Per i deputati del Movimento 5 Stelle è il primo banco di prova. I costi della politica sono stati la bandiera della loro campagna elettorale. Ieri sul sito del movimento di Beppe Grillo è stato pubblicato il “decalogo” che deputati e senatori a 5 Stelle dovranno seguire. E quanto al massimo potranno guadagnare per il loro ruolo.

trattamento economico deputato 5 stelle beppgrillo

Dunque il documento del Movimento dice che rinunceranno a parte dell’indennità parlamentare. Si accontenteranno di 5.000 euro lordi mensili. Tolte le ritenute dovrebbero essere più o meno 2.500 euro netti, anche se la cifra finale potrebbe anche essere più bassa, tenendo conto che dal lordo deve essere anche tolta una cifra di 784,14 euro per l’assegno di fine mandato (al quale i grillini però rinunceranno) e altri 526 euro per l’assistenza sanitaria.

Ma il punto è un altro. Il regolamento del movimento 5 Stelle spiega anche che i deputati grillini non rinunceranno ad ogni altra voce come diaria, benefit, spese di viaggio, spese telefoniche, ecc. Nella busta paga di un onorevole queste voci valgono quasi quanto l’indennità di parlamentare.

VEDI IL TRATTAMENTO ECONOMICO DEI PARLAMENTARI

C’è innanzitutto la diaria. Sono 3.503,11 euro al mese ai quali vanno sottratti 206,5 euro per ogni giorno di assenza dai lavori parlamentari e 500 euro se le assenze superano una certa percentuale. Poi ci sono altri 3.690 euro al mese come rimborso spese per l’esercizio del mandato, il 50% per pagare i collaboratori, il 50% in maniera forfetaria. Ci sono poi i rimborsi chilometrici, 3.995 euro ogni tre mesi se il deputato vive oltre i 100 chilometri da Roma. Fanno altri 1.331,7 euro al mese. E, infine, i 3.098,74 euro annui di rimborso delle spese telefoniche. Altri 258,6 euro al mese.

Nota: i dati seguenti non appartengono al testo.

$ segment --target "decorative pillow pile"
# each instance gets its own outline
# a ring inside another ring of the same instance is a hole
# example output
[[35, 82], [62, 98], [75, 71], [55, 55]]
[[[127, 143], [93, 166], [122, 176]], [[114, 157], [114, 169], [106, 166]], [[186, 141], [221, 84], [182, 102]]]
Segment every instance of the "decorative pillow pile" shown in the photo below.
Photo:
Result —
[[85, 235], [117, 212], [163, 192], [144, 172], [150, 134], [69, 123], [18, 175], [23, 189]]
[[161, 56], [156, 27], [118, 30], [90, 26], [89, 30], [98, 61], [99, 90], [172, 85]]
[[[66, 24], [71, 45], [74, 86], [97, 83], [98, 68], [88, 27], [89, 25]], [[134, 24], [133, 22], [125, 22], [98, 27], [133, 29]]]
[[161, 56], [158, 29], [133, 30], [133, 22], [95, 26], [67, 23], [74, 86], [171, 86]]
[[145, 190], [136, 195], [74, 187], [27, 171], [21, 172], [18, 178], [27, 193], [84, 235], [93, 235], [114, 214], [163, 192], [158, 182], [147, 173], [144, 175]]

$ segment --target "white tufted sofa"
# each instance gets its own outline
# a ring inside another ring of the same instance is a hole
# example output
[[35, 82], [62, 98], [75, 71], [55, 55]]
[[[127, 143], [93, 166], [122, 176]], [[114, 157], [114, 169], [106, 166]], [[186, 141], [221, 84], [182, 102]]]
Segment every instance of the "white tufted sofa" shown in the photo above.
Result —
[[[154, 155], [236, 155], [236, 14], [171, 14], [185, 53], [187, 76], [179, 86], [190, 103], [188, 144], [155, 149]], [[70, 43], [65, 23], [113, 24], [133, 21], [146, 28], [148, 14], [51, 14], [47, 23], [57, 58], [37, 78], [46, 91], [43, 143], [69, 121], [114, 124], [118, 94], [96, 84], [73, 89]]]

Il calcolo è semplice. Per un deputato stakanovista, che non fa assenze, e vive oltre 100 chilometri da Roma, sul suo conto corrente a fine mese si troverebbe: 2.500+3.503+3.690+1.331,7+258,6 = 11.283,3 euro. Gli onorevoli degli altri partiti, (Pd, Pdl, Monti) incasseranno ovviamente 2.500 euro in più. Quello dei deputati grillini è, probabilmente, un primo importante passo. Ma sarebbe da discutere se non fosse il caso che i soldi per i collaboratori dei Parlamentari, invece di finire nelle buste paga dei deputati, non fossero versati direttamente dall’amministrazione. Anche questo sarebbe un interessante segnale.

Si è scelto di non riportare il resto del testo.